失敗した寸法は7/100mmほど大きくしただけですが、滑り軸受の圧入寸法としては致命的で、ガタガタで隙間だらけになります。このガイドブッシュ圧入部の穴グリは、公差をプラス0mm、マイナス1/100mmに設定しています。そのためかなり神経質です。この部分の加工にはアッサブの完成バイトを用いますが、先端はNR無しの尖がり形状です。当社では大量生産しないため、刃先の寿命よりも面の仕上がりを重視して、このような形にバイトを仕上げます。NR無しなので、100分の1の切り込みにもしっかり反応します。

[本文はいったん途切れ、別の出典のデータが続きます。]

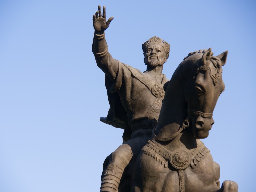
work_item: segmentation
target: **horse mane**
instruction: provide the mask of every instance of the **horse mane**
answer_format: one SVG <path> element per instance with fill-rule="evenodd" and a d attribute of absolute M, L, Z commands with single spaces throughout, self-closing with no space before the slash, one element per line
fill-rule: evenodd
<path fill-rule="evenodd" d="M 188 56 L 185 57 L 183 59 L 183 60 L 185 60 L 188 57 L 190 57 L 191 55 L 194 55 L 196 53 L 205 53 L 207 50 L 208 50 L 207 49 L 200 49 L 200 50 L 199 50 L 198 51 L 195 51 L 193 52 L 191 52 L 191 53 L 189 53 L 188 55 Z"/>

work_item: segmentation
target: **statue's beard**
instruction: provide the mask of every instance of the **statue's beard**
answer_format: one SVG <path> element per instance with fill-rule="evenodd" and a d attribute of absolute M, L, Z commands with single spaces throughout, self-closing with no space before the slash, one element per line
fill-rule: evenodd
<path fill-rule="evenodd" d="M 151 67 L 156 67 L 161 66 L 163 64 L 163 63 L 162 63 L 161 60 L 159 60 L 158 58 L 152 57 L 148 59 L 147 62 L 145 64 Z"/>

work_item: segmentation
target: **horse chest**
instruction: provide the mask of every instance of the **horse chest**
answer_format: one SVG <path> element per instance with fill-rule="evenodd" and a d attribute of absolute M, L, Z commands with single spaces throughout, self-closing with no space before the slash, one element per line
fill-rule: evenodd
<path fill-rule="evenodd" d="M 141 173 L 154 179 L 148 180 L 143 191 L 155 188 L 157 192 L 208 192 L 218 188 L 215 164 L 202 143 L 190 150 L 171 152 L 154 141 L 147 142 L 142 149 Z"/>
<path fill-rule="evenodd" d="M 217 189 L 216 174 L 210 156 L 205 157 L 193 168 L 189 166 L 184 170 L 174 170 L 169 167 L 162 191 L 208 192 Z"/>

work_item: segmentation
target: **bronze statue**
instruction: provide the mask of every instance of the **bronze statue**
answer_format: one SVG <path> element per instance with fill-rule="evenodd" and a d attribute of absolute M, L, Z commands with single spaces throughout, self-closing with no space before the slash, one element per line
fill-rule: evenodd
<path fill-rule="evenodd" d="M 227 51 L 190 53 L 168 81 L 162 71 L 170 45 L 155 36 L 142 44 L 144 73 L 112 58 L 104 31 L 113 18 L 107 21 L 100 5 L 93 18 L 92 50 L 110 106 L 100 120 L 124 130 L 123 144 L 104 162 L 100 191 L 237 192 L 230 181 L 220 188 L 219 166 L 200 140 L 214 123 Z"/>
<path fill-rule="evenodd" d="M 156 36 L 144 43 L 147 69 L 142 73 L 114 59 L 108 52 L 104 31 L 113 19 L 107 21 L 105 7 L 102 14 L 100 5 L 93 18 L 92 51 L 98 67 L 105 74 L 110 106 L 107 117 L 100 120 L 124 130 L 123 144 L 104 163 L 100 191 L 129 191 L 132 164 L 158 119 L 165 94 L 163 86 L 168 81 L 162 73 L 163 64 L 169 57 L 170 45 Z"/>
<path fill-rule="evenodd" d="M 221 188 L 220 167 L 199 139 L 207 137 L 224 91 L 222 66 L 228 51 L 190 53 L 174 72 L 157 125 L 134 166 L 132 191 L 237 192 L 235 182 Z"/>

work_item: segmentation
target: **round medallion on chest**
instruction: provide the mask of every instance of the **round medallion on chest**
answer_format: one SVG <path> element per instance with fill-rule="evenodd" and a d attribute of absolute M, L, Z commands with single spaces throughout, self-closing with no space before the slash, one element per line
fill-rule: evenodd
<path fill-rule="evenodd" d="M 176 150 L 170 156 L 169 161 L 173 167 L 182 170 L 186 169 L 189 165 L 190 157 L 185 151 Z"/>
<path fill-rule="evenodd" d="M 163 85 L 160 84 L 155 84 L 151 88 L 152 94 L 156 97 L 164 97 L 165 93 Z"/>

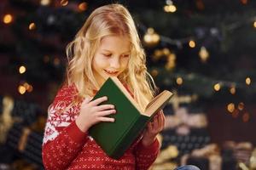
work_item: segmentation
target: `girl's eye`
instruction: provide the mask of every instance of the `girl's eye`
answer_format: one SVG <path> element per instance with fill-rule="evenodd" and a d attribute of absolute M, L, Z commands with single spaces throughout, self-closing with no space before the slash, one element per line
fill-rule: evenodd
<path fill-rule="evenodd" d="M 130 55 L 129 54 L 123 54 L 122 57 L 127 58 L 127 57 L 130 57 Z"/>
<path fill-rule="evenodd" d="M 110 56 L 111 56 L 111 54 L 103 54 L 103 55 L 104 55 L 105 57 L 110 57 Z"/>

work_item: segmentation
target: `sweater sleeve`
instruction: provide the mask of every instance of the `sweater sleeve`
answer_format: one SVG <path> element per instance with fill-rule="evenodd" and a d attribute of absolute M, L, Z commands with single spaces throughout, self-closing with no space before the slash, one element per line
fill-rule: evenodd
<path fill-rule="evenodd" d="M 135 148 L 136 169 L 147 170 L 155 161 L 160 151 L 160 143 L 156 139 L 149 146 L 144 146 L 142 140 Z"/>
<path fill-rule="evenodd" d="M 48 110 L 42 158 L 46 170 L 65 169 L 71 164 L 87 139 L 75 123 L 79 108 L 71 106 L 73 89 L 62 88 Z"/>

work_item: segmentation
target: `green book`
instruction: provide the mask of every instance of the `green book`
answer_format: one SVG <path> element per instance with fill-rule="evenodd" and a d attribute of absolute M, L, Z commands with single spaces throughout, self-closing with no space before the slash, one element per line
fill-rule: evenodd
<path fill-rule="evenodd" d="M 163 91 L 142 110 L 117 77 L 109 77 L 93 100 L 108 96 L 108 101 L 102 103 L 115 106 L 116 113 L 109 116 L 114 122 L 99 122 L 89 129 L 90 135 L 96 140 L 108 156 L 119 159 L 141 134 L 147 123 L 168 103 L 172 94 Z"/>

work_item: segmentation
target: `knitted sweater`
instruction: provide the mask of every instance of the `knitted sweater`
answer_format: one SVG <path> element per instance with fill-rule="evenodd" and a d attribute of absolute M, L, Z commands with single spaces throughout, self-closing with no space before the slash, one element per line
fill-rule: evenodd
<path fill-rule="evenodd" d="M 158 140 L 145 147 L 137 139 L 119 160 L 108 157 L 75 123 L 81 105 L 72 105 L 77 92 L 74 85 L 63 86 L 49 107 L 42 148 L 45 169 L 148 169 L 159 153 Z"/>

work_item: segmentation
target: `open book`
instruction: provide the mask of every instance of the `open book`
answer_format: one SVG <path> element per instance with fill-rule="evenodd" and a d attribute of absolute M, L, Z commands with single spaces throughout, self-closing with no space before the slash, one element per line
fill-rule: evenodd
<path fill-rule="evenodd" d="M 108 101 L 115 106 L 116 114 L 109 116 L 114 122 L 99 122 L 89 129 L 90 135 L 110 157 L 119 159 L 141 134 L 147 123 L 168 103 L 172 94 L 163 91 L 142 110 L 117 77 L 109 77 L 93 100 L 108 96 Z"/>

スローアウェイの交換チップでNRが0.4mmではその100分の1の切り込みでは、面が荒れてしまい上手くゆきません。NR0.2はかなり忠実に反応しますが、NR無しの方がより忠実です。しかし、チップブレーカーが無いので、面倒もあります。
ヤマハ・SZR660
鎌ヶ谷のお店から依頼があり、ヤマハのSRZ660純正ダンパーをオーバーホールしました。
ザックス特有の造りは、純正部品が手に入らない立場では作業が不可能なため、造り物で対応しています。今回はオイルシールのはまるホルダに、新たな仕組みで対応し、製作時間を短縮できました。ザックス純正に似た造りながら、一般的なパッキンを採用し、長持ちするようにしています。ザックス純正のオイルシールも長持ちする良い品ですが、ガイドブッシュがない焼結材とロッドが直に触れ合う仕組みは、簡素化以外の何物でもないと考えています。製作した部品は、滑り軸受を圧入してあります。
ピストンリングも樹脂製から樹脂コーティングの金属製へ交換してあります。これは性能向上よりも、交換可能にするための変更です。シム組も変更し乗り味を少し変えました。そのほか、ロッドは自社製のSGSA14です。